The purpose of pruning is to improve the quality of the roses, not to hurt the bush. -Florence Littauer
Animal development is generally viewed as a process of growth and construction. Cells divide and connect to build larger, more complex tissues and organs as the animal grows. But in the body, as in any well-tended garden, untamed growth can be a wild and dangerous thing, and sometimes what you remove is just as important as what you allow to remain. Perhaps the most famous example of this concept is the Nobel prize-winning work on programmed cell death, the discovery that some of our cells are born fated to die for the noble cause of tissue balance. So, too, does this process protect us from disease, as our bodies employ mechanisms to detect defective cells, such as those with cancerous mutations, and entice them to die before they can grow into tumors.

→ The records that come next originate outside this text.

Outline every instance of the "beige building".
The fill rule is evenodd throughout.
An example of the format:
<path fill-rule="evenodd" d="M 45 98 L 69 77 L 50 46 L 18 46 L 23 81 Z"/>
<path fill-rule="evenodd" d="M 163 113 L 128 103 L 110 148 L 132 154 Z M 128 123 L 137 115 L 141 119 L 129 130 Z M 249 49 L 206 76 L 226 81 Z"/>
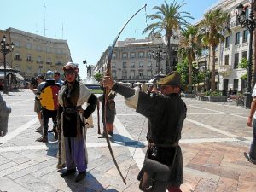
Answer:
<path fill-rule="evenodd" d="M 93 73 L 104 73 L 110 47 L 102 54 L 101 59 L 94 67 Z M 150 53 L 158 49 L 166 50 L 166 44 L 161 38 L 135 39 L 126 38 L 125 41 L 118 41 L 112 55 L 111 67 L 112 76 L 117 81 L 141 82 L 148 81 L 160 72 L 166 73 L 166 58 L 160 61 L 158 66 L 157 61 Z M 177 63 L 177 41 L 172 41 L 172 62 L 175 66 Z"/>
<path fill-rule="evenodd" d="M 6 55 L 7 66 L 19 70 L 24 78 L 45 74 L 48 70 L 57 70 L 70 61 L 70 50 L 67 40 L 53 39 L 24 31 L 9 28 L 0 31 L 0 37 L 7 37 L 6 42 L 15 44 L 14 51 Z M 3 55 L 0 54 L 0 65 Z"/>
<path fill-rule="evenodd" d="M 250 5 L 249 0 L 219 0 L 216 1 L 209 10 L 222 8 L 224 11 L 230 14 L 230 21 L 227 26 L 231 29 L 231 33 L 225 32 L 225 40 L 221 43 L 216 49 L 216 77 L 217 89 L 226 94 L 231 89 L 235 92 L 245 92 L 246 81 L 241 78 L 247 73 L 247 69 L 239 67 L 242 58 L 248 60 L 249 32 L 241 28 L 236 15 L 236 7 L 241 3 L 243 5 Z M 246 9 L 246 16 L 251 12 L 250 6 Z M 200 21 L 199 21 L 200 22 Z M 196 62 L 199 67 L 204 70 L 212 70 L 212 55 L 206 52 Z M 207 90 L 211 87 L 211 79 L 206 79 Z"/>

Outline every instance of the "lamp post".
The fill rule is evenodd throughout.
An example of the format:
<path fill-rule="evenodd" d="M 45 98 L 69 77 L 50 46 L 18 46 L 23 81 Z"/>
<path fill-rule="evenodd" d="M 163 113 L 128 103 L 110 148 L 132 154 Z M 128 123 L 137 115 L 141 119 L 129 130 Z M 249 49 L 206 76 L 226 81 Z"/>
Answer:
<path fill-rule="evenodd" d="M 157 78 L 160 75 L 160 61 L 166 58 L 166 52 L 164 52 L 161 49 L 160 46 L 158 47 L 158 49 L 154 51 L 151 51 L 150 56 L 156 60 L 156 65 L 157 65 Z"/>
<path fill-rule="evenodd" d="M 1 44 L 1 49 L 0 52 L 3 55 L 3 71 L 4 71 L 4 87 L 3 87 L 3 93 L 8 94 L 8 88 L 7 88 L 7 79 L 6 79 L 6 55 L 13 52 L 15 44 L 11 43 L 10 47 L 8 43 L 6 43 L 6 37 L 5 35 L 3 36 L 2 41 L 0 43 Z"/>
<path fill-rule="evenodd" d="M 207 86 L 207 56 L 208 56 L 208 55 L 205 55 L 205 67 L 204 67 L 204 73 L 205 73 L 205 77 L 204 77 L 204 87 L 205 87 L 205 91 L 207 91 L 207 88 L 208 88 L 208 86 Z"/>
<path fill-rule="evenodd" d="M 253 0 L 251 1 L 251 12 L 248 18 L 246 17 L 246 12 L 244 9 L 244 6 L 240 3 L 240 4 L 236 7 L 237 9 L 237 19 L 242 28 L 246 28 L 250 32 L 250 39 L 249 39 L 249 55 L 248 55 L 248 64 L 247 64 L 247 90 L 244 93 L 246 96 L 246 100 L 244 102 L 244 108 L 249 108 L 251 106 L 252 97 L 252 58 L 253 58 L 253 31 L 256 27 L 254 13 L 253 9 L 255 9 L 255 2 Z"/>

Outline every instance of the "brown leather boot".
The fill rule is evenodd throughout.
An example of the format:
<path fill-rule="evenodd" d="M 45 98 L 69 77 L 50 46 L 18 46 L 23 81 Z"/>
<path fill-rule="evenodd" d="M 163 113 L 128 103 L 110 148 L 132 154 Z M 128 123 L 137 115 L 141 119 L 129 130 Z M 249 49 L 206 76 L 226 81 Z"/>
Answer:
<path fill-rule="evenodd" d="M 48 137 L 47 136 L 42 136 L 41 137 L 38 138 L 36 141 L 37 142 L 48 143 Z"/>

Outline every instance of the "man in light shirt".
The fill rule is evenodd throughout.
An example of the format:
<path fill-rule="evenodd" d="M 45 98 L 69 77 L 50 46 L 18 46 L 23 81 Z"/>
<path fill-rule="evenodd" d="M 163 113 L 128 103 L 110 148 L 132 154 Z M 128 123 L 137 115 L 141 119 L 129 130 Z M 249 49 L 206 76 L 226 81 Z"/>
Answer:
<path fill-rule="evenodd" d="M 253 102 L 251 103 L 251 111 L 247 119 L 247 125 L 253 127 L 253 141 L 251 143 L 249 153 L 244 152 L 244 155 L 249 162 L 256 164 L 256 86 L 254 86 L 252 96 Z"/>

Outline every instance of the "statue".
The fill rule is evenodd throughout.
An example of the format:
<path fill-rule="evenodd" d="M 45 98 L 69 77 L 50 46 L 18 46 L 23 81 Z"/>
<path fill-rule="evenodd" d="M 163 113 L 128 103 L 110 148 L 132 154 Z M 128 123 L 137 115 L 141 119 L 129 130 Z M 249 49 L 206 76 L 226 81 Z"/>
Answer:
<path fill-rule="evenodd" d="M 8 117 L 11 113 L 11 108 L 6 106 L 0 94 L 0 136 L 5 136 L 8 131 Z"/>

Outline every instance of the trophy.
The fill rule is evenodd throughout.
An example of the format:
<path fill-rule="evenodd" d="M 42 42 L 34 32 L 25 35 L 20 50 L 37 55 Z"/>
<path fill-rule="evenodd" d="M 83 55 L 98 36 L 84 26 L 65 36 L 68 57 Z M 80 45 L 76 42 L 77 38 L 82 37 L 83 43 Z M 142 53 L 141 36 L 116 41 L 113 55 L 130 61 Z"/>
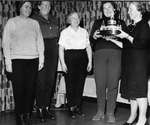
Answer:
<path fill-rule="evenodd" d="M 117 24 L 117 21 L 114 18 L 110 18 L 104 25 L 104 22 L 102 23 L 100 27 L 100 34 L 105 37 L 113 37 L 115 38 L 115 35 L 118 35 L 121 33 L 121 25 Z"/>

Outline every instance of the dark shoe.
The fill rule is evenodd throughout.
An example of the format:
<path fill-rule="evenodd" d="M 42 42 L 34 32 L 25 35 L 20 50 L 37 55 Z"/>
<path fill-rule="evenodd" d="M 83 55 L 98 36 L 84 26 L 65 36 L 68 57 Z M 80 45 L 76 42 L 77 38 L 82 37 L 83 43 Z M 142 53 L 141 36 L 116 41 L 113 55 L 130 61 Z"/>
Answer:
<path fill-rule="evenodd" d="M 115 118 L 114 114 L 107 114 L 106 121 L 108 123 L 115 123 L 116 122 L 116 118 Z"/>
<path fill-rule="evenodd" d="M 23 118 L 24 118 L 25 125 L 32 125 L 30 113 L 24 114 Z"/>
<path fill-rule="evenodd" d="M 133 122 L 132 123 L 125 122 L 123 125 L 133 125 Z"/>
<path fill-rule="evenodd" d="M 70 111 L 70 115 L 72 119 L 76 118 L 76 113 L 74 111 Z"/>
<path fill-rule="evenodd" d="M 82 116 L 82 117 L 84 117 L 85 116 L 85 114 L 81 111 L 81 109 L 80 108 L 75 108 L 75 113 L 77 114 L 77 115 L 79 115 L 79 116 Z"/>
<path fill-rule="evenodd" d="M 96 115 L 93 116 L 92 120 L 93 121 L 98 121 L 98 120 L 103 120 L 104 118 L 105 118 L 104 113 L 97 112 Z"/>
<path fill-rule="evenodd" d="M 145 122 L 145 124 L 144 125 L 149 125 L 149 122 L 148 122 L 148 120 L 146 120 L 146 122 Z"/>
<path fill-rule="evenodd" d="M 23 115 L 16 115 L 16 125 L 25 125 Z"/>
<path fill-rule="evenodd" d="M 70 107 L 70 115 L 71 115 L 71 118 L 72 119 L 75 119 L 76 118 L 76 106 L 72 106 L 72 107 Z"/>
<path fill-rule="evenodd" d="M 37 109 L 37 116 L 40 119 L 40 122 L 46 122 L 43 109 Z"/>
<path fill-rule="evenodd" d="M 46 116 L 46 118 L 49 118 L 51 120 L 56 119 L 55 112 L 53 110 L 50 110 L 49 108 L 45 109 L 45 116 Z"/>

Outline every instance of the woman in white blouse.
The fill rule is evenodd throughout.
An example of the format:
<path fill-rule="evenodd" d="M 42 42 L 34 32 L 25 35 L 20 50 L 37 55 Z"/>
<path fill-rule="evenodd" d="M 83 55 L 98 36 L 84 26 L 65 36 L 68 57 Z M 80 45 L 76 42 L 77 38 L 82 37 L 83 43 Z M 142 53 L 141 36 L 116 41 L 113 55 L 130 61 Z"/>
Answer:
<path fill-rule="evenodd" d="M 6 71 L 12 74 L 16 125 L 31 125 L 38 70 L 44 66 L 44 42 L 39 23 L 29 18 L 31 2 L 17 1 L 16 5 L 20 14 L 5 25 L 3 52 Z"/>
<path fill-rule="evenodd" d="M 92 68 L 92 51 L 86 29 L 79 26 L 77 12 L 68 16 L 68 23 L 59 39 L 59 57 L 65 72 L 66 96 L 72 118 L 83 115 L 81 98 L 87 72 Z"/>

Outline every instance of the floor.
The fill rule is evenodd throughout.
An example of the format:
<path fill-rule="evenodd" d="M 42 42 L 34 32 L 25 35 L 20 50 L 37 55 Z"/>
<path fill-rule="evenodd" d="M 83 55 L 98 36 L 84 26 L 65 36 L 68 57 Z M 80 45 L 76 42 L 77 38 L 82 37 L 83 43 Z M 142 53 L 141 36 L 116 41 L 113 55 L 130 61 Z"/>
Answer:
<path fill-rule="evenodd" d="M 84 100 L 83 112 L 85 117 L 77 117 L 71 119 L 68 112 L 63 109 L 55 109 L 56 120 L 47 120 L 45 123 L 40 123 L 33 113 L 33 125 L 122 125 L 129 116 L 129 105 L 117 103 L 115 124 L 108 124 L 103 121 L 92 121 L 92 116 L 96 113 L 96 102 Z M 0 113 L 0 125 L 15 125 L 14 113 Z"/>

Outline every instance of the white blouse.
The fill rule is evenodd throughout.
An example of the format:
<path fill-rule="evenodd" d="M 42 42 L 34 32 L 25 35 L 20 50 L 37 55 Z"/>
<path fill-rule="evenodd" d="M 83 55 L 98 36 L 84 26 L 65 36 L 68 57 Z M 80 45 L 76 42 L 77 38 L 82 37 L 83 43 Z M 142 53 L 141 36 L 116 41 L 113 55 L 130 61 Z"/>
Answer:
<path fill-rule="evenodd" d="M 59 38 L 59 45 L 68 49 L 85 49 L 89 44 L 89 35 L 86 29 L 79 27 L 77 31 L 68 26 Z"/>

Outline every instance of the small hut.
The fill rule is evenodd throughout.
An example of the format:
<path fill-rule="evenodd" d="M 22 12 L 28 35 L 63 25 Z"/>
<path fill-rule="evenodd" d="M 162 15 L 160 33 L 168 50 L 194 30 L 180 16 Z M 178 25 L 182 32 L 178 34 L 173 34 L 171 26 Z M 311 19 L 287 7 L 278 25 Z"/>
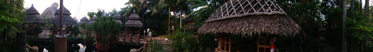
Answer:
<path fill-rule="evenodd" d="M 80 25 L 81 24 L 83 23 L 88 24 L 88 22 L 89 22 L 90 20 L 88 20 L 88 18 L 85 17 L 85 16 L 84 16 L 84 17 L 83 17 L 83 18 L 82 18 L 82 19 L 80 19 L 80 22 L 78 24 L 79 24 L 79 25 Z"/>
<path fill-rule="evenodd" d="M 94 22 L 96 21 L 96 20 L 97 20 L 98 18 L 97 18 L 97 17 L 94 16 L 92 18 L 92 19 L 91 19 L 91 21 L 90 21 L 90 22 L 88 22 L 88 24 L 90 25 L 92 23 L 93 23 L 93 22 Z"/>
<path fill-rule="evenodd" d="M 137 15 L 135 10 L 134 10 L 134 12 L 128 17 L 128 21 L 125 24 L 124 26 L 126 27 L 126 31 L 129 33 L 126 34 L 140 34 L 140 28 L 143 26 L 142 24 L 140 21 L 140 17 Z"/>
<path fill-rule="evenodd" d="M 218 35 L 216 52 L 239 51 L 235 48 L 239 47 L 234 46 L 244 45 L 235 45 L 240 44 L 232 42 L 234 40 L 231 39 L 232 35 L 256 37 L 258 43 L 253 49 L 257 52 L 269 51 L 272 49 L 270 47 L 274 46 L 275 37 L 294 37 L 300 30 L 276 3 L 275 0 L 228 1 L 205 22 L 198 32 Z"/>
<path fill-rule="evenodd" d="M 124 23 L 124 19 L 120 16 L 120 15 L 119 14 L 116 14 L 113 17 L 114 18 L 114 21 L 119 23 L 122 26 L 124 26 L 124 24 L 126 23 Z"/>
<path fill-rule="evenodd" d="M 54 26 L 55 28 L 58 27 L 58 24 L 59 23 L 60 20 L 60 10 L 63 10 L 63 21 L 62 22 L 62 25 L 63 26 L 63 34 L 69 34 L 70 32 L 70 31 L 71 31 L 71 29 L 72 28 L 73 25 L 77 25 L 78 24 L 76 23 L 76 22 L 74 20 L 71 16 L 70 15 L 71 15 L 71 13 L 70 13 L 70 11 L 65 8 L 65 6 L 63 7 L 63 9 L 61 10 L 59 8 L 56 11 L 56 13 L 55 13 L 54 15 L 56 15 L 53 19 L 52 19 L 52 21 L 51 22 L 54 24 Z M 52 31 L 53 32 L 57 32 L 57 31 Z"/>
<path fill-rule="evenodd" d="M 185 30 L 197 30 L 197 28 L 193 26 L 193 22 L 195 21 L 195 19 L 193 18 L 194 17 L 194 15 L 192 15 L 186 17 L 184 20 L 184 21 L 183 22 L 184 24 L 184 25 L 186 26 L 186 28 L 185 29 Z"/>
<path fill-rule="evenodd" d="M 22 28 L 27 32 L 27 34 L 35 34 L 35 29 L 38 28 L 36 27 L 36 26 L 41 25 L 41 24 L 44 23 L 45 22 L 41 19 L 40 14 L 34 7 L 33 4 L 31 4 L 31 7 L 26 10 L 25 13 L 27 14 L 27 16 L 23 20 L 25 24 L 22 24 Z"/>

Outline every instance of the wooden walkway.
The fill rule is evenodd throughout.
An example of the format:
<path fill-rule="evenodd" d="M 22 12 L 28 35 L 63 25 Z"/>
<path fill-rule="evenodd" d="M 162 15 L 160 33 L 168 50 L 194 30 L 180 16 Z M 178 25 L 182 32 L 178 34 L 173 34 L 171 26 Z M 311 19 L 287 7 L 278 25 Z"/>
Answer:
<path fill-rule="evenodd" d="M 152 37 L 151 36 L 141 36 L 140 34 L 126 35 L 125 32 L 122 31 L 122 32 L 121 34 L 118 36 L 119 42 L 118 42 L 118 44 L 122 45 L 143 46 L 144 43 L 147 43 L 150 39 L 156 39 L 157 44 L 162 45 L 171 44 L 173 42 L 172 40 L 166 40 L 163 38 L 164 38 L 164 36 Z"/>

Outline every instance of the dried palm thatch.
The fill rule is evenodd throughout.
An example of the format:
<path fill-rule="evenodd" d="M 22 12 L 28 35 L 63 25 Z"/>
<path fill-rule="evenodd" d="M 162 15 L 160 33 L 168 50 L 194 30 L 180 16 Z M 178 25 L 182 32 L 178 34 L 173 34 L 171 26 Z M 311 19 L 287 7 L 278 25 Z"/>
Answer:
<path fill-rule="evenodd" d="M 142 27 L 142 24 L 141 23 L 140 20 L 140 17 L 137 15 L 137 14 L 134 11 L 134 12 L 128 17 L 128 21 L 124 24 L 125 27 Z"/>
<path fill-rule="evenodd" d="M 78 24 L 79 24 L 79 25 L 80 25 L 81 24 L 82 24 L 83 23 L 88 24 L 88 22 L 89 22 L 90 20 L 88 20 L 88 18 L 87 18 L 85 17 L 85 16 L 84 16 L 84 17 L 83 17 L 82 18 L 82 19 L 80 19 L 80 22 Z"/>
<path fill-rule="evenodd" d="M 69 10 L 66 9 L 66 8 L 65 8 L 65 6 L 63 7 L 63 10 L 63 10 L 63 14 L 64 15 L 62 16 L 63 19 L 63 21 L 62 21 L 62 24 L 67 25 L 77 25 L 78 24 L 77 24 L 76 21 L 75 21 L 75 20 L 71 17 L 71 16 L 70 16 L 70 15 L 71 14 L 70 13 L 70 11 L 69 11 Z M 60 10 L 59 9 L 57 10 L 56 11 L 58 12 L 56 12 L 56 14 L 54 14 L 54 15 L 56 15 L 56 17 L 55 17 L 54 18 L 53 18 L 53 19 L 52 19 L 52 21 L 51 21 L 51 23 L 54 24 L 58 24 L 60 22 Z"/>
<path fill-rule="evenodd" d="M 199 29 L 200 34 L 267 34 L 294 36 L 298 25 L 286 15 L 276 0 L 231 0 L 216 10 Z"/>
<path fill-rule="evenodd" d="M 34 7 L 34 4 L 31 4 L 31 7 L 26 10 L 26 13 L 27 16 L 25 18 L 23 21 L 26 23 L 44 23 L 44 21 L 40 17 L 40 14 Z"/>
<path fill-rule="evenodd" d="M 126 23 L 124 23 L 124 19 L 120 16 L 120 15 L 119 14 L 116 14 L 113 17 L 114 17 L 114 21 L 116 21 L 117 22 L 119 23 L 122 26 L 124 26 L 124 24 Z"/>

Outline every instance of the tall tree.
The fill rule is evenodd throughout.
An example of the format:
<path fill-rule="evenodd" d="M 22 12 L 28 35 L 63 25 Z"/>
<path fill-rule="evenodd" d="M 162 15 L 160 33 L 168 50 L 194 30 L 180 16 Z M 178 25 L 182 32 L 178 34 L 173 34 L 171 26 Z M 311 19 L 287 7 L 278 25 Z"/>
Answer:
<path fill-rule="evenodd" d="M 368 17 L 369 17 L 369 0 L 365 0 L 365 6 L 364 7 L 365 8 L 365 15 L 367 15 Z M 367 23 L 369 23 L 369 18 L 367 18 L 366 21 L 365 22 Z M 369 38 L 368 38 L 368 36 L 366 36 L 366 39 L 364 40 L 365 42 L 364 42 L 364 46 L 363 46 L 363 51 L 364 52 L 368 52 L 368 44 L 369 44 L 369 42 L 368 42 L 368 40 L 369 39 Z"/>
<path fill-rule="evenodd" d="M 359 11 L 359 13 L 362 13 L 363 11 L 363 0 L 360 0 L 360 10 Z"/>
<path fill-rule="evenodd" d="M 347 52 L 347 39 L 346 32 L 346 24 L 345 22 L 346 22 L 346 17 L 347 15 L 346 4 L 346 0 L 342 0 L 342 51 L 343 52 Z"/>

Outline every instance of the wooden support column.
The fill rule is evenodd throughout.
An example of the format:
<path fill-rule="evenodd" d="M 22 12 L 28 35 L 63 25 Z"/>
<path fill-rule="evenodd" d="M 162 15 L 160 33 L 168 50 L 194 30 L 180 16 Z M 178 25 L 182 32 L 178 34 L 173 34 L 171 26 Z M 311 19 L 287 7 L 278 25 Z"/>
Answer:
<path fill-rule="evenodd" d="M 129 34 L 129 42 L 132 42 L 132 34 Z"/>
<path fill-rule="evenodd" d="M 137 46 L 140 46 L 140 34 L 137 34 Z"/>

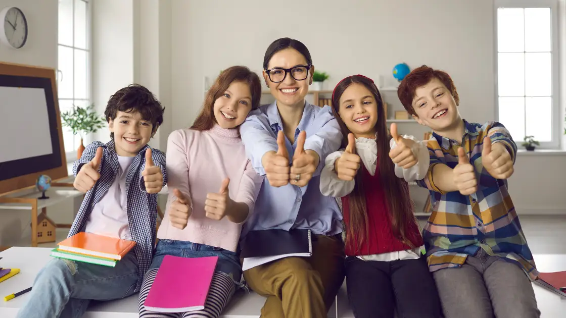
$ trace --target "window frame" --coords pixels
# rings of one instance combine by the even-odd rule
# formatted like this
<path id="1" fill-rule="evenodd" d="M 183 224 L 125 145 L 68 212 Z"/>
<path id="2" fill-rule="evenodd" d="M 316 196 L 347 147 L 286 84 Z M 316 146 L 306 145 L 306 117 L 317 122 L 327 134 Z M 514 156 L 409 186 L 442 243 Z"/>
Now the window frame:
<path id="1" fill-rule="evenodd" d="M 494 74 L 495 76 L 495 115 L 499 120 L 499 49 L 498 38 L 498 9 L 500 8 L 550 8 L 550 57 L 551 57 L 551 140 L 541 141 L 537 148 L 561 149 L 561 133 L 560 100 L 560 46 L 558 29 L 558 0 L 495 0 L 494 2 Z M 526 92 L 525 92 L 526 93 Z M 525 106 L 526 107 L 526 106 Z M 526 133 L 526 132 L 525 132 Z M 521 148 L 522 139 L 513 138 L 517 146 Z"/>
<path id="2" fill-rule="evenodd" d="M 86 49 L 83 49 L 82 48 L 78 48 L 75 46 L 75 1 L 82 1 L 86 5 L 86 25 L 85 25 L 85 46 Z M 57 39 L 57 85 L 59 85 L 59 75 L 62 76 L 62 78 L 65 78 L 65 74 L 63 74 L 63 71 L 59 68 L 59 48 L 61 46 L 65 48 L 68 48 L 73 50 L 73 60 L 72 60 L 72 72 L 73 72 L 73 81 L 72 81 L 72 98 L 61 98 L 57 96 L 58 103 L 60 104 L 61 101 L 71 101 L 74 102 L 75 101 L 85 101 L 87 105 L 89 105 L 92 102 L 92 1 L 93 0 L 72 0 L 72 39 L 73 39 L 73 45 L 67 45 L 66 44 L 61 44 L 59 43 L 59 38 Z M 57 10 L 58 11 L 59 6 L 60 5 L 57 3 Z M 76 83 L 76 80 L 75 79 L 74 74 L 75 71 L 75 50 L 81 50 L 86 52 L 87 54 L 87 99 L 84 98 L 75 98 L 75 85 Z M 61 110 L 61 106 L 59 105 L 59 110 Z M 63 111 L 61 111 L 62 113 Z M 61 123 L 62 124 L 63 119 L 61 118 Z M 63 139 L 65 139 L 65 132 L 63 131 Z M 77 154 L 77 148 L 79 147 L 79 144 L 77 143 L 76 139 L 78 138 L 77 135 L 73 135 L 73 148 L 74 150 L 72 151 L 65 152 L 65 157 L 67 159 L 67 164 L 72 164 L 72 162 L 76 161 L 76 154 Z M 86 146 L 87 145 L 84 145 Z M 63 147 L 65 147 L 63 145 Z"/>

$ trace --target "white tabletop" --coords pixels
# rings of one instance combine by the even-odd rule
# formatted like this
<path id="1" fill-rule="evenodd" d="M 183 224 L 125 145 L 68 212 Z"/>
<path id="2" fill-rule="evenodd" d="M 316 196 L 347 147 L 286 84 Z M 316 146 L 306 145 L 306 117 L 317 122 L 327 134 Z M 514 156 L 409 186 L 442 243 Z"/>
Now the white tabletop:
<path id="1" fill-rule="evenodd" d="M 19 268 L 22 271 L 16 275 L 0 282 L 0 317 L 15 317 L 18 310 L 27 301 L 29 293 L 5 302 L 5 296 L 23 290 L 32 286 L 39 270 L 49 261 L 50 248 L 12 247 L 0 252 L 0 267 L 6 268 Z M 566 270 L 566 255 L 547 254 L 534 256 L 537 267 L 541 272 L 548 272 Z M 566 298 L 552 291 L 533 284 L 538 308 L 542 318 L 564 317 L 566 313 Z M 345 282 L 338 295 L 338 317 L 353 318 L 348 303 Z M 224 318 L 257 318 L 265 302 L 259 295 L 239 291 L 225 309 Z M 336 307 L 333 306 L 328 313 L 329 317 L 336 317 Z M 83 316 L 84 318 L 137 317 L 138 295 L 124 299 L 101 303 L 89 307 Z"/>

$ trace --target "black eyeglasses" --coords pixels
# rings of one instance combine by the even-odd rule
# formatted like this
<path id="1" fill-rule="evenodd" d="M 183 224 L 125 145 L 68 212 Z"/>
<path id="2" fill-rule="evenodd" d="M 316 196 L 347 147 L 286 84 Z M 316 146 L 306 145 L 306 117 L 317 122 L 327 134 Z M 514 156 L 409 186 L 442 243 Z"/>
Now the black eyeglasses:
<path id="1" fill-rule="evenodd" d="M 269 77 L 269 80 L 273 83 L 281 83 L 287 76 L 287 73 L 290 74 L 291 77 L 295 79 L 295 80 L 303 80 L 308 76 L 308 70 L 310 68 L 310 65 L 306 66 L 300 65 L 290 68 L 276 67 L 271 70 L 265 70 L 265 72 Z"/>

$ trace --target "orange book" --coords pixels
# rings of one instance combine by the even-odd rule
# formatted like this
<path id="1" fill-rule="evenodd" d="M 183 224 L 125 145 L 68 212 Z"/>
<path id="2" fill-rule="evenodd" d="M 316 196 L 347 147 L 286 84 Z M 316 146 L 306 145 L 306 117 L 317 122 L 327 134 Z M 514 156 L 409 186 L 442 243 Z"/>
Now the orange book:
<path id="1" fill-rule="evenodd" d="M 131 240 L 80 232 L 59 243 L 57 249 L 120 260 L 135 244 Z"/>

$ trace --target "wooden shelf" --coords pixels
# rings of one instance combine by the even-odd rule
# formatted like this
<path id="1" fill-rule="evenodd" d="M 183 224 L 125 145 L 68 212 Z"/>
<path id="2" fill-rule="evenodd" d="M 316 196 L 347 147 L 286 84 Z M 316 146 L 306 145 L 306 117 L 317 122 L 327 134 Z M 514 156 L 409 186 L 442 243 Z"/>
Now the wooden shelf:
<path id="1" fill-rule="evenodd" d="M 380 92 L 382 92 L 382 91 L 397 92 L 397 87 L 391 87 L 391 86 L 385 87 L 381 87 L 381 88 L 378 87 L 378 89 L 379 89 Z"/>
<path id="2" fill-rule="evenodd" d="M 388 123 L 418 123 L 414 119 L 386 119 Z"/>

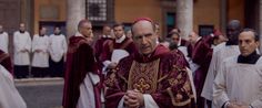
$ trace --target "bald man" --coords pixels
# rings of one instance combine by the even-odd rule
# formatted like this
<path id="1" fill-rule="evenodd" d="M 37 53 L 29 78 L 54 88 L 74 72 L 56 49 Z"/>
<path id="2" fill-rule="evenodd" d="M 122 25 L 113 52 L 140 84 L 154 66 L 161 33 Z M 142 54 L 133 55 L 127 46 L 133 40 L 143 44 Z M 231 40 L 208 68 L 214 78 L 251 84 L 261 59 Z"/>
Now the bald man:
<path id="1" fill-rule="evenodd" d="M 139 19 L 132 25 L 138 52 L 109 72 L 107 108 L 193 108 L 194 97 L 183 56 L 157 43 L 154 23 Z"/>

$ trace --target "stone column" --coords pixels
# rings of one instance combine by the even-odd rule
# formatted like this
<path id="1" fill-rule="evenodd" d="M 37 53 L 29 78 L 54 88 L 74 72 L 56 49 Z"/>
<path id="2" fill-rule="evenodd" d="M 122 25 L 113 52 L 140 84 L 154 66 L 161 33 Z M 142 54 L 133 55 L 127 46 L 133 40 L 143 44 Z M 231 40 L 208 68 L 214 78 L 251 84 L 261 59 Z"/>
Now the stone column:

As impressive a feat of cellular gardening as any, though, occurs in our brains. During the first couple years of life, billions of tree-like neurons are born and grow trillions of branches, each connecting with other cells to form large networks. This rapid growth results in a toddler brain that resembles a gnarly blackberry bramble, with far more, and more densely-packed, branches than is ultimately needed. So much so, in fact, that our brains spend the next couple decades carefully pruning back those branches to create a well-cultivated, and well-functioning, organ. Errors in pruning are believed to be potential causes of conditions such as autism spectrum disorder (under-pruning) and schizophrenia (over-pruning). What is responsible for neuronal pruning? How is it controlled? And how does it affect animal behavior? These are some of the questions that drive Dr. Aakanksha Singhvi, Assistant Professor in the Basic Sciences Division at Fred Hutch. In a recent paper published in eLife, Dr. Singhvi’s lab identified an active neuronal pruning process that regulates behavior in the nematode worm C. elegans.
Glia are a type of cell in the nervous system that associate with the tips of neuronal branches. “Pruning is a conserved, and disease-relevant glial function where glia eat fragments of a neuron”, said Dr. Singhvi. While this process has been observed in other animals, studying it in C. elegans “lets us focus the powerful genetic toolkit of the worm to understand the underlying molecular machinery.” It also allowed the team to observe this process at high resolution. In this work, the group examined a single neuron-glia pair: the AFD neuron, which extends a dendrite branch with a bush-like tip (see figure) into the nose of the animal and senses temperature, and the AMsh glial cell that surrounds the AFD tip. The authors were surprised to see that, when they labeled the AFD neuron with a green fluorescent protein (GFP) and the AMsh glia with a red fluorescent protein (RFP), they consistently observed small green flecks inside the glial cell. These flecks, they determined, represent small pieces of the AFD neuron that had been eaten by the glia. They then examined a series of genetic mutants to understand how this process happens. They discovered a communication process in which the neuron exposes a phospholipid on its membrane to signal to the glial cell that it should be eaten, and the glia then uses the cell corpse engulfment machinery, dramatically but aptly named for its role in promoting the clearance of dead cells, to nibble at the neuron. Finally, the group examined the consequences of this process. They found that decreasing the activity of the neuron increased glial pruning, and that blocking pruning causes defects in thermotaxis, the behavioral response to changes in temperatures for which the AFD neuron is responsible. In reflecting on the impact of this work, Dr. Singhvi found the precision and power of the pruning process particularly exciting: “Glia are not just passively cleaning up debris neurons leave behind, but rather have an active control on this process. Finally, this study showed, with single-cell resolution, that pruning of even one neuron by one single glia can profoundly impact how an animal senses its environment and executes behavior.”
Graduate student Stephan Raiders, lead author on this study, is excited to expand this work in C. elegans to better understand how glial pruning affects neuronal behavior in healthy animals: “The next question we are asking is: how is the proper amount of engulfment maintained? Does the regulation of this process change during aging, and if so, how?” as well as in disease states: “Currently, I am looking at mutants that reveal new genes that regulate engulfment, some of which are implicated in neurological diseases,” Raiders explained.
This work was supported by the National Institutes of Health, the Simons Foundation, and the American Federation for Aging Research.
Raiders S, Black EC, Bae A, MacFarlane S, Klein M, Shaham S, Singhvi A. (2021) Glia actively sculpt sensory neurons by controlled phagocytosis to tune animal behavior. Elife.10:e63532. doi: 10.7554/eLife.63532.